Я жевал; от благодарности за сочувствие слезы, как водится, с новой силой подкатили к горлу, но теперь я уже сдержал, отпустило. Я вздохнул с облегчением. Наконец поднял лицо. И даже улыбнулся: вот, мол, как бывает!..
Анна Романовна уже с иной по оттенку (но тоже мягкой) интонацией повторила:
– Вы странный, Гена. И вы такой еще смешной мальчик.
Она была сдержанна и была добра.
Однажды Лера поехала к подруге в Подмосковье и поздним вечером должна была вернуться домой, я звонил раз, другой – Анна Романовна отвечала мне, что Леры еще нет. Я звонил и звонил каждый час.
В первом часу ночи, когда от волнения голос у меня уже срывался, Анна Романовна сказала:
– Гена, вы не волнуйтесь. Вероятно, Лера заночевала у тети Вероники.
– Как не волноваться?! Она же такая… она такая… – Я не мог подобрать слова.

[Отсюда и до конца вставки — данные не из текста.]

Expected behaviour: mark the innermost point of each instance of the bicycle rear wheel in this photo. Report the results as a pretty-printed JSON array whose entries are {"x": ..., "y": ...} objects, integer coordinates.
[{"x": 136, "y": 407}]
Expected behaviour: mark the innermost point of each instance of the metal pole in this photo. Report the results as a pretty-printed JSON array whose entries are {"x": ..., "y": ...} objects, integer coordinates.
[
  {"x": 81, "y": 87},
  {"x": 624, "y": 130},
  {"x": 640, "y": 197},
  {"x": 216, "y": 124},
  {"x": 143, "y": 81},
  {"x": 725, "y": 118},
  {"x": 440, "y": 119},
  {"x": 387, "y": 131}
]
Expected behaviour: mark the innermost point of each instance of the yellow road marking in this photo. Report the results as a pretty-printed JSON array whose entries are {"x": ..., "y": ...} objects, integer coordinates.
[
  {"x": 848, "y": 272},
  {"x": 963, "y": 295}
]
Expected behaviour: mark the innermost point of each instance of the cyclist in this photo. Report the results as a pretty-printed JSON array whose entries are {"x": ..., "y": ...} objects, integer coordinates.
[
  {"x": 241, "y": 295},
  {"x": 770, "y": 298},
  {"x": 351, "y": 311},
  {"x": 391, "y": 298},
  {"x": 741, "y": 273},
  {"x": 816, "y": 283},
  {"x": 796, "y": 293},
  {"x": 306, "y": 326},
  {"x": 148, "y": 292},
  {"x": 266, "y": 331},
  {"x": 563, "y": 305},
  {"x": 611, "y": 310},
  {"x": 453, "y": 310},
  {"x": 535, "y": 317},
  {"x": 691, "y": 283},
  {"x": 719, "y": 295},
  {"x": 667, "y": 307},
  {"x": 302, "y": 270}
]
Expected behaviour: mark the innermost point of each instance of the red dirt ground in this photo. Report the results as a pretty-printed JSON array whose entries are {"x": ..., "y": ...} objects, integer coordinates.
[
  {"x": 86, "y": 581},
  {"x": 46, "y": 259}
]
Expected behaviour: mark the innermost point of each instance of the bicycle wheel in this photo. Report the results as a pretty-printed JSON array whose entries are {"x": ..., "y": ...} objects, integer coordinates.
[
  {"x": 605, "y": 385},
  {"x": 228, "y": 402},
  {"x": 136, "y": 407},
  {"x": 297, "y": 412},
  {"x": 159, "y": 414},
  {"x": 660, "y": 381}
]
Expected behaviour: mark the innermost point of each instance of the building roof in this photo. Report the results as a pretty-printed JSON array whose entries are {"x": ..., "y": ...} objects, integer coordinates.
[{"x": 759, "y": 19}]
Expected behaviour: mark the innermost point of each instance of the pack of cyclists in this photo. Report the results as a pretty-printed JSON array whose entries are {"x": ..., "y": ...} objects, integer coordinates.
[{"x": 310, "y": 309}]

А Анна Романовна спокойно и по-матерински уверенно продолжила:
– Лера очень самостоятельна.
Я был поражен: я был уверен, что Лера хрупка, нежна, мягка, робеет в разговоре – я такой ее знал и видел, – но при всем том она, оказывается, самостоятельна. На следующее утро в институте, пробравшись через весь ряд студентов, как это обычно и бывало, я сел возле Леры. Лекция уже началась. Но студенты еще шумели, рассаживались. Лера коснулась меня плечом, шепнула – здравствуй, но мне ее шепота и прикосновения было мало, я строго спросил: что ж, мол, не позвонила и не успокоила, что заночуешь у тетки? Лера ответила:
– Не могла решиться: ехать домой или не ехать. Я позвонила маме, когда уже ушла последняя электричка.
– Да ты, оказывается, самостоятельна! – с иронией сказал я, после чего словцо у нас стало одним из любимых.

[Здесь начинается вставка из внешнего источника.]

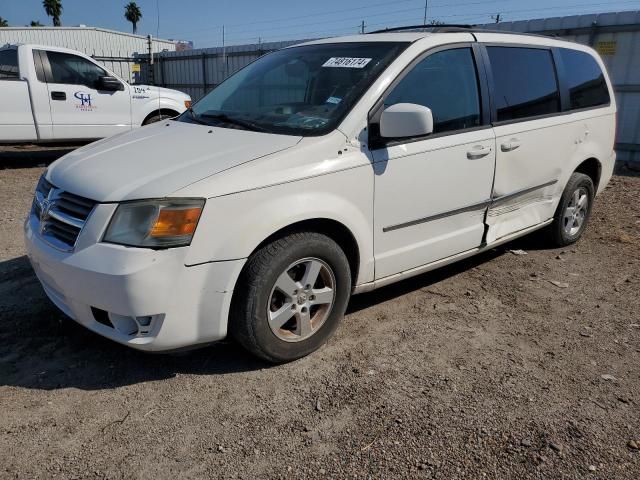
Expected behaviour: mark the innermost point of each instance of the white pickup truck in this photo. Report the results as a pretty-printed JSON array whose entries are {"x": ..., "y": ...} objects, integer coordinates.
[{"x": 50, "y": 94}]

Словцо привилось и у сотоварищей-студентов, с которыми я вместе жил.
Если кто-то из нас вполне невинно говорил, что идет подышать воздухом или, к примеру, пообедать: «А ты, оказывается, самостоятелен!» – успевал сказать ему вслед я, или другой, или третий наш сотоварищ, и все четверо, включая и уходящего подышать, громко и неудержно смеялись, хотя что было в том смешного – не знаю.
В перерывах меж лекциями (и шепотом на лекциях) студенты обсуждали горькую публицистическую статью, вышедшую только что в «Новом мире». Я был как все – я невероятно в тот день разгорячился и даже к вечеру, когда пошел провожать Леру домой, не мог успокоиться. Сродни откровению: мы теперь знали прошлое, но ведь и прошлое теперь знало нас – и словно бы ждало. (Нам воздается не за узнавание чего-то, а за запоздавшее знание нас самих.)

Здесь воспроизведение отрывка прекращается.